If individual educational records were encrypted in this way, I believe K-12 assessments could be better coordinated as well. Instead of annual high-stakes tests that vary by state and grade level, one could imagine a more longitudinal assessment system that tracked achievement over time. For example, if an eighth-grade student passed a tenth-grade geometry test, she would carry that accomplishment on her record wherever she went, allowing her to continue her math education at the appropriate level for her as an individual, rather than having to retake the same test for the next several years. In this way, blockchain could help revolutionize personalized education.
Integrating Blockchain Into STEM Education
If blockchain is the wave of the future (as it certainly seems to be), it seems logical to make sure that today’s students are prepared to engage with this technology in their careers. This is already happening in higher education, as colleges like Virginia Tech and NYU add blockchain concentrations. Studying blockchain capitalizes on a number of STEM disciplines, including computer engineering and higher math to encrypt the data.
Because the technology is so new, there are currently very few opportunities for K-12 students to learn more about blockchain, though some independent courses do exist. I believe there’s a real need to develop age-appropriate curriculum in this area. For younger students, understanding the basics about networks and honing relevant math skills is a good start; for older students, financial literacy dovetails nicely with cryptocurrency to spark interest. Additionally, learning to code is always an important STEM skill, and classes in Python will be particularly useful in understanding blockchain. As with all STEM education opportunities, the earlier it begins and the more hands-on it is, the more likely kids are to stick with it and see themselves as the blockchain contributors of the future.

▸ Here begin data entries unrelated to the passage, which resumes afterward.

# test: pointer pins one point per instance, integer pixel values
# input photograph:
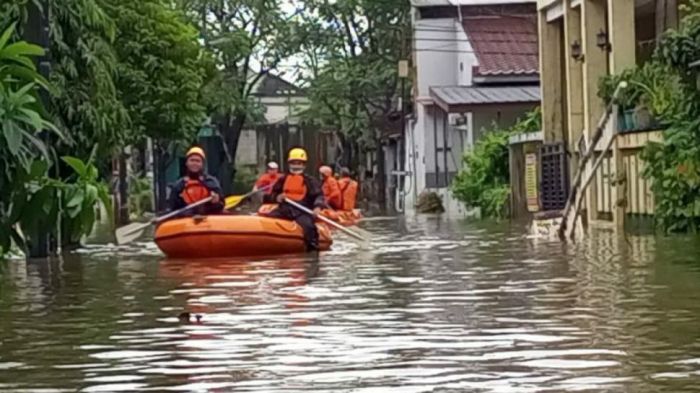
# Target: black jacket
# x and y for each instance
(314, 195)
(176, 202)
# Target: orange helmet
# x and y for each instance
(297, 154)
(326, 170)
(196, 150)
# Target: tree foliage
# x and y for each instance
(161, 69)
(673, 166)
(32, 200)
(484, 181)
(249, 39)
(84, 63)
(352, 50)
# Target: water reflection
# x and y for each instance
(435, 307)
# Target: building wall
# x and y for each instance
(436, 48)
(443, 57)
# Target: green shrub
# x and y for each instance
(484, 181)
(673, 166)
(140, 195)
(244, 180)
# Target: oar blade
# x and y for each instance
(131, 232)
(233, 201)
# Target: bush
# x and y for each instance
(484, 181)
(244, 180)
(673, 166)
(140, 196)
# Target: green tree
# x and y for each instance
(84, 64)
(160, 76)
(352, 49)
(673, 166)
(32, 201)
(484, 180)
(249, 39)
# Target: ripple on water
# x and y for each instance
(443, 307)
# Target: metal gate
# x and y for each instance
(554, 169)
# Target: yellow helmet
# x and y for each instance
(196, 150)
(326, 170)
(297, 154)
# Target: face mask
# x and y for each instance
(296, 169)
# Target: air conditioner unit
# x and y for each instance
(456, 119)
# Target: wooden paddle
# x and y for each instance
(235, 200)
(131, 232)
(330, 222)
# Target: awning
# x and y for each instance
(460, 99)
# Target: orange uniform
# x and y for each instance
(267, 180)
(348, 193)
(331, 191)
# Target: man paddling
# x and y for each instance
(269, 178)
(303, 189)
(330, 188)
(195, 186)
(348, 190)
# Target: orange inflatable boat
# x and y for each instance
(345, 218)
(232, 236)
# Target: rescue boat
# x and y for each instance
(345, 218)
(233, 236)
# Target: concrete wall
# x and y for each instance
(443, 57)
(436, 53)
(277, 110)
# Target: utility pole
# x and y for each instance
(36, 31)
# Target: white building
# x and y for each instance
(475, 64)
(282, 102)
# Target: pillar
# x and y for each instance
(574, 81)
(622, 38)
(550, 77)
(595, 66)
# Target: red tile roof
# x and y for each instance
(504, 44)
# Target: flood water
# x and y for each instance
(435, 306)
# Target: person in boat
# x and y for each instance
(330, 188)
(348, 190)
(303, 189)
(195, 186)
(269, 178)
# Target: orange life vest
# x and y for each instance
(267, 179)
(194, 191)
(294, 187)
(348, 193)
(331, 192)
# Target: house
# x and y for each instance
(580, 42)
(266, 139)
(475, 64)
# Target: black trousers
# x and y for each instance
(305, 221)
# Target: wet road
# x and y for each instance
(434, 307)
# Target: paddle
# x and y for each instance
(235, 200)
(131, 232)
(330, 222)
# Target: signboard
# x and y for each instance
(533, 204)
(403, 69)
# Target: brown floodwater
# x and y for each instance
(434, 306)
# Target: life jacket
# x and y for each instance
(266, 180)
(331, 192)
(348, 193)
(294, 187)
(194, 191)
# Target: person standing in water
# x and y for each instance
(195, 186)
(269, 178)
(303, 189)
(330, 188)
(348, 190)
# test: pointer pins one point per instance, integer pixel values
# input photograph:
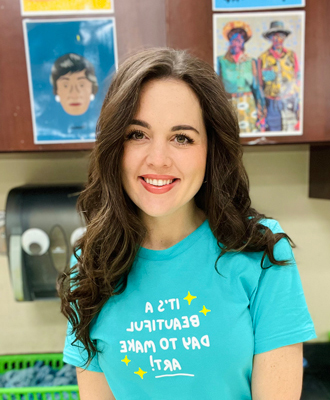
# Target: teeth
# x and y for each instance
(158, 182)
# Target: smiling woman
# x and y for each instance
(177, 277)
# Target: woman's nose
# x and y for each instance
(159, 154)
(74, 88)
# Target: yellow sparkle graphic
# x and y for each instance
(205, 310)
(140, 373)
(126, 360)
(189, 298)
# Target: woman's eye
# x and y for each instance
(183, 139)
(135, 135)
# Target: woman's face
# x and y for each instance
(74, 91)
(165, 149)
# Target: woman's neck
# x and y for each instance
(166, 231)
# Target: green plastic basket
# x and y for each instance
(17, 362)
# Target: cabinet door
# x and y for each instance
(139, 24)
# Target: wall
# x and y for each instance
(279, 188)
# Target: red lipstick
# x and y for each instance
(158, 189)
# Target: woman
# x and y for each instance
(181, 290)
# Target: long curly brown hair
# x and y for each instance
(114, 230)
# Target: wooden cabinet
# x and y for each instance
(181, 24)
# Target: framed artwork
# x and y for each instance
(260, 58)
(61, 7)
(69, 64)
(237, 5)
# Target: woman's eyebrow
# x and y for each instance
(174, 128)
(184, 128)
(140, 123)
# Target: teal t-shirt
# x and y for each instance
(181, 331)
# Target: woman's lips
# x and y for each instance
(158, 189)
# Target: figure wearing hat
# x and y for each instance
(279, 77)
(239, 74)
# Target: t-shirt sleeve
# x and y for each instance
(75, 354)
(279, 312)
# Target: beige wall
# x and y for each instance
(279, 188)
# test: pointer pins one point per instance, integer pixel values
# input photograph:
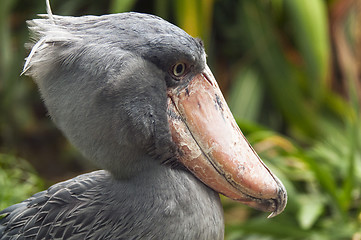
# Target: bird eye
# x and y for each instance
(179, 69)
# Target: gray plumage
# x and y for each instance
(104, 81)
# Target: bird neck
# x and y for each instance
(169, 202)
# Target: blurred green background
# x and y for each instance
(290, 70)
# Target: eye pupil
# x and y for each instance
(179, 69)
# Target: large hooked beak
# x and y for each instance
(213, 148)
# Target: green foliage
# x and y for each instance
(18, 180)
(276, 61)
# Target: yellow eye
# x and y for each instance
(179, 69)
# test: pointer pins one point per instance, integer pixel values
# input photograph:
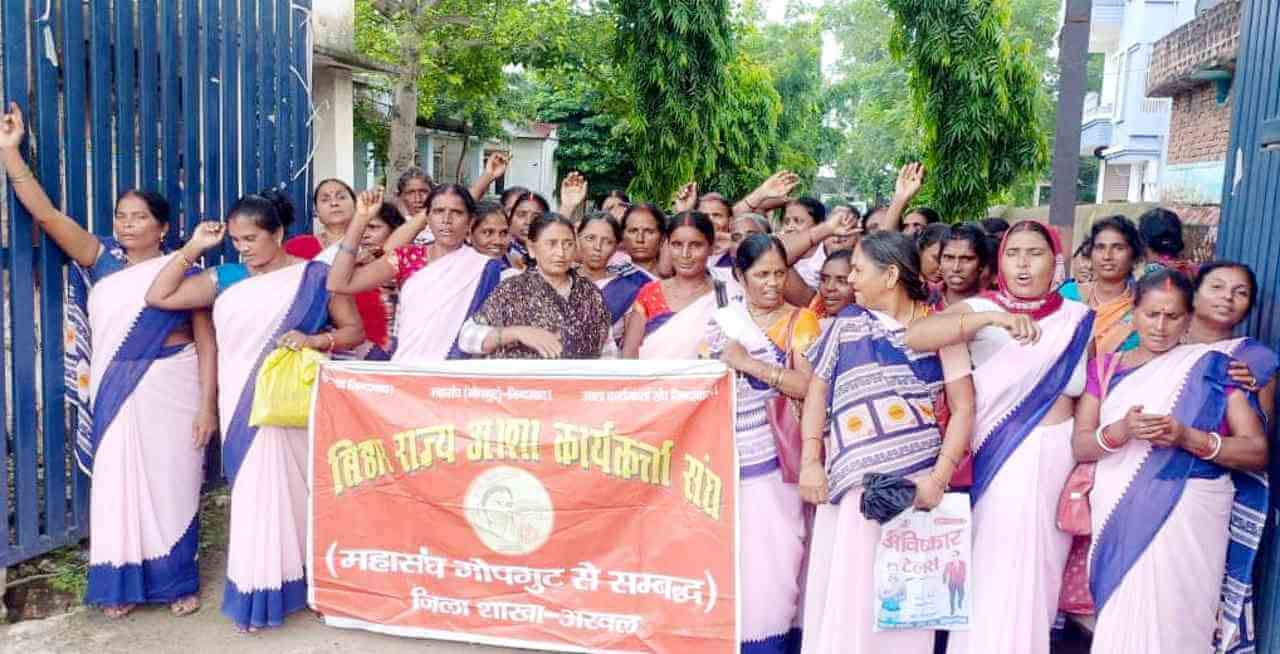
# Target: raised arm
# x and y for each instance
(206, 356)
(344, 277)
(632, 333)
(78, 243)
(960, 324)
(910, 178)
(772, 193)
(348, 330)
(173, 289)
(813, 426)
(494, 168)
(572, 193)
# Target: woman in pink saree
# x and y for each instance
(1027, 347)
(1180, 492)
(670, 316)
(141, 382)
(266, 466)
(440, 284)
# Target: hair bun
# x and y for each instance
(282, 204)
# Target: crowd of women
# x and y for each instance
(958, 356)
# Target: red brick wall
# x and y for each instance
(1198, 128)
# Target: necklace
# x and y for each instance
(1095, 300)
(763, 318)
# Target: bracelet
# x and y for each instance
(1217, 446)
(1101, 437)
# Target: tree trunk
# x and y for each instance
(402, 145)
(462, 155)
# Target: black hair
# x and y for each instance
(315, 195)
(695, 219)
(714, 197)
(995, 227)
(931, 216)
(657, 213)
(156, 205)
(1121, 225)
(931, 236)
(602, 216)
(485, 209)
(895, 248)
(389, 214)
(544, 220)
(269, 210)
(1031, 225)
(535, 197)
(455, 190)
(760, 222)
(977, 238)
(1162, 232)
(754, 247)
(1159, 279)
(816, 209)
(411, 174)
(510, 192)
(1229, 265)
(840, 255)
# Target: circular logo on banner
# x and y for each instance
(510, 511)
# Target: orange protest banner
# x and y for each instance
(572, 506)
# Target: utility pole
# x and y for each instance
(1073, 55)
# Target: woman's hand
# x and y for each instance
(497, 165)
(813, 483)
(777, 186)
(572, 191)
(206, 425)
(208, 234)
(368, 204)
(686, 199)
(1242, 375)
(928, 493)
(1164, 431)
(540, 341)
(12, 127)
(1022, 327)
(910, 178)
(295, 339)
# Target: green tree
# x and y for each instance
(792, 54)
(696, 106)
(673, 55)
(451, 56)
(976, 95)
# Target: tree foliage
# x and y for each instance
(791, 51)
(976, 94)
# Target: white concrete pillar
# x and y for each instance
(333, 129)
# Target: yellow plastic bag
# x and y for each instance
(283, 394)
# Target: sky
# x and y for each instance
(776, 12)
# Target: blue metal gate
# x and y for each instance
(200, 100)
(1249, 232)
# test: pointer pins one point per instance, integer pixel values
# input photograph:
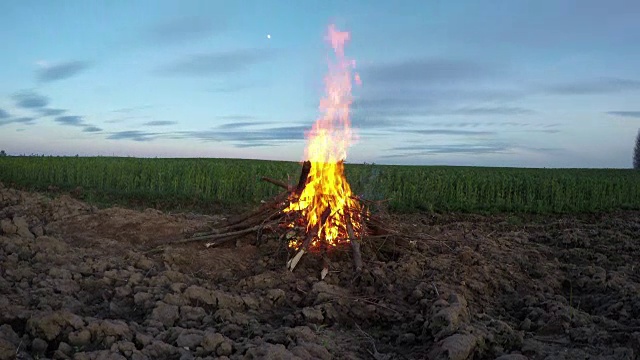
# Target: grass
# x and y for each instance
(212, 183)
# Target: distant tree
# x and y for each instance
(636, 153)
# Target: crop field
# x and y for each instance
(235, 182)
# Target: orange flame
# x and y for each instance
(327, 144)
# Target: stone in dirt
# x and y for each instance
(448, 316)
(313, 315)
(455, 347)
(7, 350)
(8, 227)
(23, 227)
(165, 314)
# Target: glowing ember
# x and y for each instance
(327, 189)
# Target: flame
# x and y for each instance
(327, 143)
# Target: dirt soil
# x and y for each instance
(85, 283)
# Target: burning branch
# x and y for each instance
(291, 264)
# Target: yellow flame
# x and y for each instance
(327, 144)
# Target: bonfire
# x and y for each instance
(320, 213)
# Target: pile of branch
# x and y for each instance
(271, 217)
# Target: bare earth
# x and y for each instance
(83, 283)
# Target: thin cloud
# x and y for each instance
(425, 71)
(61, 71)
(240, 124)
(235, 117)
(597, 86)
(185, 29)
(160, 123)
(51, 112)
(217, 63)
(268, 135)
(70, 120)
(30, 100)
(91, 128)
(425, 150)
(25, 120)
(633, 114)
(252, 145)
(132, 109)
(134, 135)
(497, 110)
(451, 132)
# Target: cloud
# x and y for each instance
(30, 100)
(634, 114)
(217, 63)
(239, 124)
(129, 110)
(61, 71)
(160, 123)
(235, 117)
(268, 135)
(425, 71)
(450, 132)
(252, 145)
(597, 86)
(134, 135)
(51, 112)
(184, 29)
(423, 150)
(232, 88)
(497, 110)
(19, 120)
(70, 120)
(91, 128)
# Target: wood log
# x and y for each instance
(355, 245)
(291, 264)
(279, 183)
(304, 174)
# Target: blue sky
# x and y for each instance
(544, 83)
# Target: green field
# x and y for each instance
(236, 183)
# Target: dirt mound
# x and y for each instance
(83, 283)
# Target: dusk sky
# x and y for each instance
(541, 83)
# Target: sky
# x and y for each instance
(544, 83)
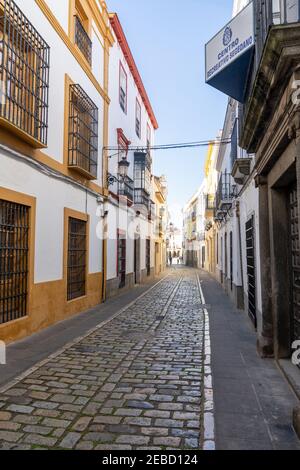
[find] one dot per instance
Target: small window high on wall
(138, 118)
(123, 89)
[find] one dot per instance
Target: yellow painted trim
(71, 46)
(70, 213)
(11, 141)
(21, 134)
(29, 201)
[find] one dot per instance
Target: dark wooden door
(251, 270)
(148, 256)
(295, 263)
(122, 260)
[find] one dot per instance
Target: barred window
(138, 118)
(77, 252)
(24, 74)
(82, 39)
(83, 133)
(14, 247)
(123, 89)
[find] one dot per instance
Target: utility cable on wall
(204, 143)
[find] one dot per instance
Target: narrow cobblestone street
(134, 383)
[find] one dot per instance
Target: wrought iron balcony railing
(210, 202)
(83, 40)
(24, 75)
(225, 193)
(83, 133)
(141, 197)
(126, 188)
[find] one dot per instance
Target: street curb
(52, 356)
(209, 442)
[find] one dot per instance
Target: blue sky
(167, 39)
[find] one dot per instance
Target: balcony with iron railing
(83, 133)
(141, 197)
(225, 194)
(240, 160)
(210, 203)
(24, 76)
(126, 188)
(82, 40)
(277, 24)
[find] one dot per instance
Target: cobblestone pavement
(134, 383)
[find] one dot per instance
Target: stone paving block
(47, 413)
(10, 436)
(5, 416)
(113, 447)
(35, 429)
(107, 419)
(133, 440)
(56, 423)
(82, 423)
(9, 426)
(155, 431)
(167, 441)
(21, 409)
(128, 412)
(138, 421)
(45, 405)
(26, 419)
(128, 394)
(99, 437)
(36, 439)
(169, 423)
(170, 406)
(70, 440)
(140, 405)
(85, 445)
(61, 398)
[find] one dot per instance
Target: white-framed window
(138, 118)
(123, 88)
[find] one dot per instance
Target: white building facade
(53, 126)
(132, 124)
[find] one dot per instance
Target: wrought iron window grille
(14, 260)
(24, 74)
(82, 40)
(83, 133)
(77, 253)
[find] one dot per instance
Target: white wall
(117, 118)
(61, 62)
(125, 218)
(19, 176)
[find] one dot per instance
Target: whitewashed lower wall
(52, 196)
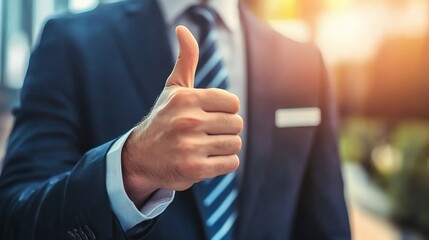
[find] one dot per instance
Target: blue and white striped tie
(218, 195)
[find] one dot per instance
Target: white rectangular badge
(298, 117)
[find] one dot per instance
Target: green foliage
(407, 186)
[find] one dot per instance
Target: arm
(321, 205)
(49, 187)
(49, 191)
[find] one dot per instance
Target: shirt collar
(227, 10)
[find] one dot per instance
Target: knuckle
(191, 169)
(236, 144)
(235, 103)
(238, 123)
(181, 123)
(185, 97)
(186, 147)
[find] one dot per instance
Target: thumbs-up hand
(190, 134)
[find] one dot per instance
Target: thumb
(184, 71)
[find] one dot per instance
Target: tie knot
(203, 15)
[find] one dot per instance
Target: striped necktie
(216, 197)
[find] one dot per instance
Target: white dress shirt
(231, 45)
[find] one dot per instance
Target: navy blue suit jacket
(93, 76)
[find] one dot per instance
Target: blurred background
(377, 53)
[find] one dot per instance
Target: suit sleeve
(321, 206)
(51, 186)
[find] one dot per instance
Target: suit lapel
(260, 115)
(145, 47)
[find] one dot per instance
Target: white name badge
(298, 117)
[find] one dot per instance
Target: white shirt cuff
(124, 209)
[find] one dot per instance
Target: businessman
(82, 164)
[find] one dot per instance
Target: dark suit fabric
(93, 76)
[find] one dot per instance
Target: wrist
(138, 187)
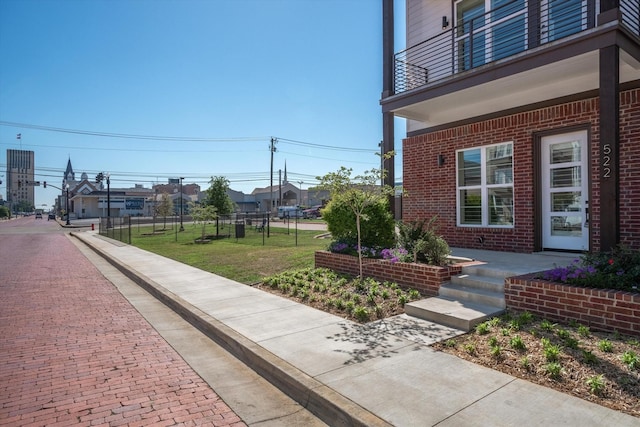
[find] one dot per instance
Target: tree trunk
(359, 244)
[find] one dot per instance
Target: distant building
(20, 178)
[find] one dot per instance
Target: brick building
(523, 129)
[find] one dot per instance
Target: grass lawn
(246, 260)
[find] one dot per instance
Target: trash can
(239, 229)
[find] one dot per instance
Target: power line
(128, 135)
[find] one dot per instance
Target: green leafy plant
(518, 343)
(554, 369)
(361, 313)
(584, 331)
(359, 208)
(482, 328)
(589, 358)
(420, 239)
(605, 345)
(631, 359)
(596, 384)
(496, 351)
(551, 352)
(546, 325)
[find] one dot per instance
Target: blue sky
(152, 89)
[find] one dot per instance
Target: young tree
(358, 193)
(218, 198)
(165, 207)
(203, 214)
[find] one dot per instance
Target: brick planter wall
(422, 277)
(600, 309)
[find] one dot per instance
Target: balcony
(520, 53)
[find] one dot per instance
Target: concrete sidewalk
(382, 373)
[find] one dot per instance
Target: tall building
(20, 173)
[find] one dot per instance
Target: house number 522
(606, 161)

A Philosophy Of Decentralization
Finally, it’s worth noting that blockchain represents a major step in the cultural shift toward decentralized knowledge. Just as the technology itself eliminates an intermediary that stands between you and your money (or your educational record), so too does it hint at a world in which you have much more direct access to and control over your education. If blockchain leads to decentralized records and greater access to global databases of knowledge, I believe education will be further democratized and many more people will have access to the learning they desire.
This movement comes at a time when education — and particularly STEM education — is highly corporatized. There’s money to be made from selling people an education, but I believe it would be a real mistake to allow corporate monopolies to have all the power over what we teach our students. Despite colleges becoming ever more commodified, no single organization “owns” STEM education. In order for the STEM education movement to thrive, I believe it must remain decentralized and accessible to all, regardless of socioeconomic standing or country of origin. It must also not be co-opted by special interests that value profits over innovation and real learning.
By teaching students the STEM basics they need to understand blockchain, we can also foster in them an appreciation for the values that it brings to the table. It’s a valuable technology, to be sure, but it’s also steeped in a culture that sees information as something everyone has a right to obtain freely, without having to pay a mediator for access to it. In this philosophy, knowledge is a birthright — and an effective STEM education can help keep it that way.